Location: Animal Biosciences & Biotechnology Laboratory
2018 Annual Report
Objectives
Necrotic enteritis (NE) and coccidiosis are considered the most important enteric diseases impacting poultry production in the U.S. and Europe. With increasing regulation on the use of antibiotics to control infectious diseases and as growth promoters, the incidence of clostridial infections has been rising. This project will focus on developing new poultry immune reagents and immunoassays to promote progress in poultry disease research, and to understand the immunobiology of host-pathogen interactions for developing mitigation strategies for coccidiosis and NE. Specifically, synergistic, non-antibiotic-based strategies will be developed that promote host innate immunity and induce innate effector molecules, thereby decreasing commercial antibiotic usage in the field. In our previous research projects, we developed a unique Clostridium perfringens/Eimeria co-infection model system, and identified a heightened proinflammatory response as a major factor in NE-induced intestinal immunopathology. Furthermore, we identified several plant products and host-derived antimicrobial peptides (AMPs), each of which reduced inflammation-mediated gut damage, activated poultry innate immune responses, and exerted direct cytotoxic activity against C. perfringens and Eimeria. Herein, we propose continued development of critical immune reagents and immunoassays for poultry species and disease research to: use them to better understand the host-pathogen immunobiology of coccidiosis and NE, develop sustainable antibiotic-free alternative strategies to reduce economic losses due to coccidiosis and NE, and enhance the overall gut health of commercial poultry.

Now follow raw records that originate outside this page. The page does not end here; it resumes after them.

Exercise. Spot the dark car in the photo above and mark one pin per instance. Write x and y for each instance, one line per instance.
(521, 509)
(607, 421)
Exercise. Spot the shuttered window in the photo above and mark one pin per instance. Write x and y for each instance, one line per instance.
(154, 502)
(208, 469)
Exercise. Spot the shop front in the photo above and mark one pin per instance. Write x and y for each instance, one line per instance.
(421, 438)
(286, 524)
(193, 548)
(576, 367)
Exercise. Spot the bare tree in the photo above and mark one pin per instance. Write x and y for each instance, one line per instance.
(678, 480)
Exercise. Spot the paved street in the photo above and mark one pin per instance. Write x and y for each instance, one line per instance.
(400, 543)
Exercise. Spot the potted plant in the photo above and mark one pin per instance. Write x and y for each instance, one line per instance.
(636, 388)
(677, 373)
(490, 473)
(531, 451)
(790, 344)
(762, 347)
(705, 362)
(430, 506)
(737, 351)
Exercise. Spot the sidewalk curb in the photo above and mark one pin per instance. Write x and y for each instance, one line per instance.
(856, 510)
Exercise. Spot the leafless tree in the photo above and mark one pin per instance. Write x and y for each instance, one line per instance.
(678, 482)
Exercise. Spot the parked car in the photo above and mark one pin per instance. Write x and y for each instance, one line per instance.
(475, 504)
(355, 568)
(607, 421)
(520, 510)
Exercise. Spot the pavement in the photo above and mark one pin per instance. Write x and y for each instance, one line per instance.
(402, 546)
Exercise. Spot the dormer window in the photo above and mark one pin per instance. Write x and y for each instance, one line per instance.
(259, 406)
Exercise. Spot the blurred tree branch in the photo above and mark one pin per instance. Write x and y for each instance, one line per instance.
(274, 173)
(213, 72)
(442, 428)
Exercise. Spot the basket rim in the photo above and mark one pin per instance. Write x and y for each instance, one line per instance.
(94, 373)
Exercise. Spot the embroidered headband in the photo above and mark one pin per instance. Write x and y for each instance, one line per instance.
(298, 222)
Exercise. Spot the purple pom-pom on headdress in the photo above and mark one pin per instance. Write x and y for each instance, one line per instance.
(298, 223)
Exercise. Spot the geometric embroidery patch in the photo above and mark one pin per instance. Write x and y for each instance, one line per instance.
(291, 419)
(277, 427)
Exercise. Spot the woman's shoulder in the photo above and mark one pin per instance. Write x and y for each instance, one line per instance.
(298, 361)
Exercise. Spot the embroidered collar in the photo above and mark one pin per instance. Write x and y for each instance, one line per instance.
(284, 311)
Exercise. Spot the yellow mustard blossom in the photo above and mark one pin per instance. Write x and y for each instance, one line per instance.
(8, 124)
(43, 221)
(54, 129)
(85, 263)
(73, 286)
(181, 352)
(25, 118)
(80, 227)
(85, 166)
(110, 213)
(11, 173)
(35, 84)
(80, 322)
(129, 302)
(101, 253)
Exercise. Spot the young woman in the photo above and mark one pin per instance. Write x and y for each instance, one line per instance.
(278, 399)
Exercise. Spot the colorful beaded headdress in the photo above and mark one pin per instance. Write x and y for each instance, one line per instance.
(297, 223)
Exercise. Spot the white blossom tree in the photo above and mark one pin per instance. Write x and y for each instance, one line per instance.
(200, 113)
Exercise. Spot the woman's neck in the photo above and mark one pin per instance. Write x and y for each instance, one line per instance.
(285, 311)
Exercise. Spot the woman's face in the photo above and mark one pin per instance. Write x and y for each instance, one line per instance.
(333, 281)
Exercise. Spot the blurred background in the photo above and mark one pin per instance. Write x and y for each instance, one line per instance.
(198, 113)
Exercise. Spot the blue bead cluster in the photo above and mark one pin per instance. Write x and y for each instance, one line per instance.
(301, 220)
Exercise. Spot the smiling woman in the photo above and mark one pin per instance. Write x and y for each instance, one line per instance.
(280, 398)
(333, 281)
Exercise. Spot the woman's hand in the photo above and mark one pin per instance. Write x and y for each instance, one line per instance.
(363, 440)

Objective 1. Develop immunologic tools to evaluate avian immunity including tools to detect host effector molecules associated with immune responses to enteric diseases, and tools to determine the role of host effector molecules in disease resistance to enteric diseases of poultry. [C5, PS5C]
We will continue to develop new immunologic tools to evaluate avian immunity, including the next-generation of tools to detect host effector molecules associated with immune responses to enteric diseases, and to determine the role of these effector molecules in avian resistance to enteric diseases. This objective is highly relevant to the current state-of-the-art in poultry research which suffers from a critical shortage of immune reagents and methodologies to evaluate host-pathogen interactions and where traditional vaccines are not effective.
Objective 2. Develop alternatives to antibiotics for preventing or treating enteric diseases of poultry including discovering vaccine platforms that could reduce the use of antibiotics in poultry production, and develop non-antibiotic approaches for treating priority enteric diseases of poultry. [C2, PS2B]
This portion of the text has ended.